ElasticSearch reindexing is breaking

252 views
Skip to first unread message

Brandon Uhlman

unread,
Jan 25, 2021, 3:37:40 PM1/25/21
to ica-ato...@googlegroups.com
Hi, all.

Sorry in advance for this being so long.

For context, our regular workflow is that we complete regular data maintenance in a development AtoM instance, and periodically refresh our production instance with a database snapshot from the development instance. When I completed such a refresh last night, the ElasticSearch refresh (php symfony search:populate) failed. After recovering production to a backup of its previous state and reindexing again (which worked fine), I then tried to reindex the development instance in-place -- so I could rule out a problem with a problem with our snapshot process, even though it has worked flawless for us for more than a year.

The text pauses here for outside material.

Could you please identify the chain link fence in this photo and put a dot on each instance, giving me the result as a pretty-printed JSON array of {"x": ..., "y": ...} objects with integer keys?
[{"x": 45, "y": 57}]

The development reindexing failed with the same message as prod:

root@[hostname-redacted]:/var/www/atom-2.6.1# php symfony search:populate
Defining mapping QubitAip...

  name cannot be empty string

...and if one excludes AIP from the types to be reindexed, it will then try to index terms, get 500 entries through (that's batch_size in $ATOM_HOME/config/search.yml), and fail with a bunch of messages like this:

  index: /atom/QubitTerm/703727 caused type[QubitTerm] missing [index: atom]  
  index: /atom/QubitTerm/703739 caused type[QubitTerm] missing [index: atom]  
  index: /atom/QubitTerm/703852 caused type[QubitTerm] missing [index: atom]  
  index: /atom/QubitTerm/704048 caused type[QubitTerm] missing [index: atom]  
  index: /atom/QubitTerm/704223 caused type[QubitTerm] missing [index: atom]  
  index: /atom/QubitTerm/693745 caused type[QubitTerm] missing [index: atom]  
  index: /atom/QubitTerm/708346 caused type[QubitTerm] missing [index: atom]  
                                                                               
This is similar to the problem Joel Marchand reported in https://groups.google.com/g/ica-atom-users/c/mhfPJ1BgzE8/m/AXH3ZnbcAQAJ. Like Joel, we are running Ubuntu 18.04, PHP 7.2, ElasticSearch 5.6.16 and MySQL 8.0.22 (on a separate server), but current with AtoM itself, running 2.6.1.

For a bit of additional context, when the initial full reindex fails, the correspondening detailed stack trace in ElasticSearch's logs looks like this, and following that, the successful log entry from a copy of our database before we started experiencing the issue.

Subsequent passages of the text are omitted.